Storage and Stability
Proper storage of GHK-Cu is essential for maintaining the biological activity of the complex:
- Lyophilized form: store at ≤ -20°C, protected from moisture and light. Under these conditions, stability exceeds 24 months.
- After reconstitution: solution in bacteriostatic water maintains stability for 14-21 days at 2-8°C.
- Note: avoid contact with strong reducing agents (e.g., DTT, β-mercaptoethanol), which can reduce Cu²⁺ to Cu⁺, destabilizing the coordination geometry of the complex and reducing its biological activity.
For more on research peptide storage conditions, see our knowledge base articles on peptide stability.
Frequently Asked Questions
What is GHK-Cu and where does it come from?
GHK-Cu is a naturally occurring copper tripeptide (Gly-His-Lys·Cu²⁺) first isolated from human plasma in 1973 by Loren Pickart. It occurs endogenously in plasma, saliva, and cerebrospinal fluid, and its concentration declines with age.

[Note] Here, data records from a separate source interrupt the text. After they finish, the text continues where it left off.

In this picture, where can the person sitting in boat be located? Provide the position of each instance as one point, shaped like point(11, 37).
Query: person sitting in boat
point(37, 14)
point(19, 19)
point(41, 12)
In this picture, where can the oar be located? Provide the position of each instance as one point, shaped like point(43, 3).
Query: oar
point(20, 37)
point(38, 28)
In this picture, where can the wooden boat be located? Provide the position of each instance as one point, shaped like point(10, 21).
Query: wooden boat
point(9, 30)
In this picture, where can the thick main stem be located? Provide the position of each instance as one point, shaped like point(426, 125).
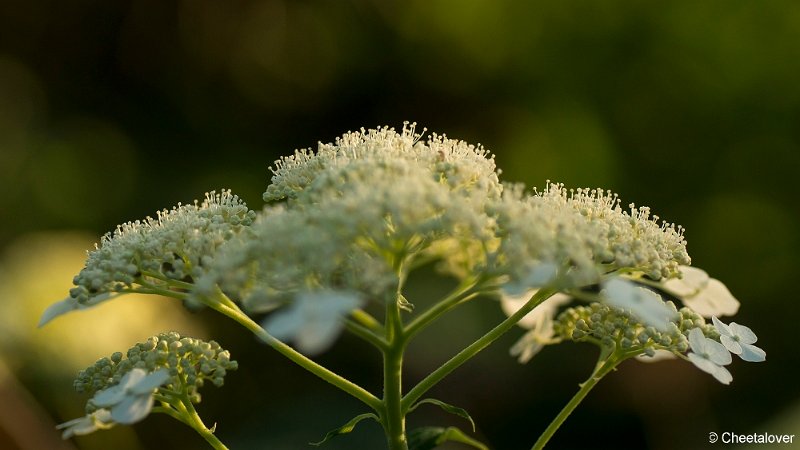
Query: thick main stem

Why is the copper ion important in the GHK-Cu complex?
The Cu²⁺ ion is a cofactor for many enzymes (superoxide dismutase, lysyl oxidase, cytochrome c oxidase). GHK serves as a copper carrier, delivering the ion to cells in a controlled manner — without the risk of free copper toxicity. The chelate is stable under physiological conditions.

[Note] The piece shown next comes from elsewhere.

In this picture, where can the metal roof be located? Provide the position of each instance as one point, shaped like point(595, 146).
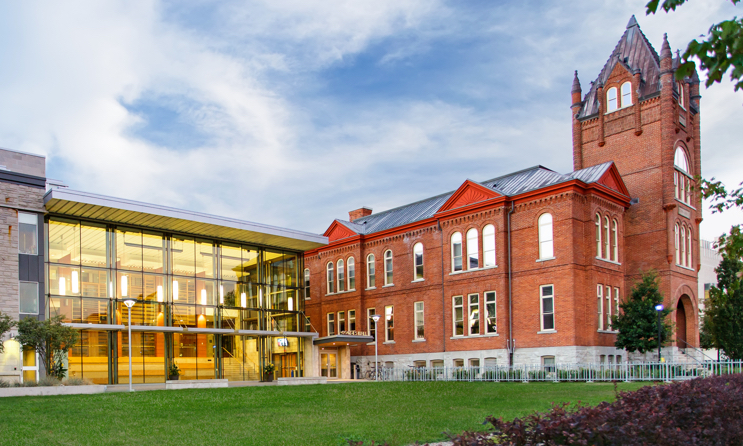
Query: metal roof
point(127, 212)
point(515, 183)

How many genes does GHK-Cu modulate?
Research by Pickart and Margolina (2018) demonstrated that GHK modulates the expression of over 4,000 human genes, including genes involved in collagen synthesis, antioxidant response, DNA repair, and anti-inflammatory processes.

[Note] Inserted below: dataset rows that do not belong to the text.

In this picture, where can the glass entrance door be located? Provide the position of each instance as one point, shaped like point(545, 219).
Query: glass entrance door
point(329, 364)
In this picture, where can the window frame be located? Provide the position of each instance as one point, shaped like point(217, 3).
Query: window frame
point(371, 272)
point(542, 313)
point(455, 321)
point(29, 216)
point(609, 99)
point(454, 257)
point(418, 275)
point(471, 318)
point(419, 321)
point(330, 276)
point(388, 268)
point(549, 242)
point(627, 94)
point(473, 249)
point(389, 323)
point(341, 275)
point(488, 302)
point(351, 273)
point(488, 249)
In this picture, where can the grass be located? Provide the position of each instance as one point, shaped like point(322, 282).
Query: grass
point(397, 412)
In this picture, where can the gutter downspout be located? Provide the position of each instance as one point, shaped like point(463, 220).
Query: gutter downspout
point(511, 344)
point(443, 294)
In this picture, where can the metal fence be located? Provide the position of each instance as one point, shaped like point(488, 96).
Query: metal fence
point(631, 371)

How should GHK-Cu be stored?
Store the lyophilized form at ≤ -20°C. After reconstitution in bacteriostatic water, stability at 2-8°C is 14-21 days. Avoid contact with strong reducing agents that can reduce Cu²⁺ to Cu⁺ and destabilize the complex.
How does GHK-Cu differ from other regenerative peptides?
GHK-Cu is the only metallopeptide in the regenerative peptide class — it contains a copper ion as an integral part of its structure. Its mass is only ~402 Da (vs thousands of Da for BPC-157 or TB-500). It acts not through classical receptor binding but through gene expression modulation and controlled copper delivery to cells.
Bibliography
- Pickart L, Margolina A (2018). „Regenerative and Protective Actions of the GHK-Cu Peptide in the Light of the New Gene Data.” Oxid Med Cell Longev, 2018:1-13. doi:10.1155/2018/8654698
- Pickart L, Vasquez-Soltero JM, Margolina A (2012). „The Human Tripeptide GHK-Cu in Prevention of Oxidative Stress and Degenerative Conditions of Aging: Implications for Cognitive Health.” Oxid Med Cell Longev, 2012:1-8. doi:10.1155/2012/324832
- Pickart L, Vasquez-Soltero JM, Margolina A (2015). „GHK Peptide as a Natural Modulator of Multiple Cellular Pathways in Skin Regeneration.” Biomed Res Int, 2015:1-7. doi:10.1155/2015/648108
- Dou Y et al. (2020). „The potential of GHK as an anti-aging peptide.” Aging Dis, 11(6):1487-1494. doi:10.14336/AD.2020.0208
- Park JR et al. (2017). „The tri-peptide GHK-Cu complex ameliorates lipopolysaccharide-induced acute lung injury in mice.” Oncotarget, 8(6):6-13. doi:10.18632/oncotarget.14636
- Pickart L (1973). „Tripeptide in human serum which prolongs survival of normal liver cells and stimulates growth in neoplastic liver.” Nat New Biol, 243(124):85-87.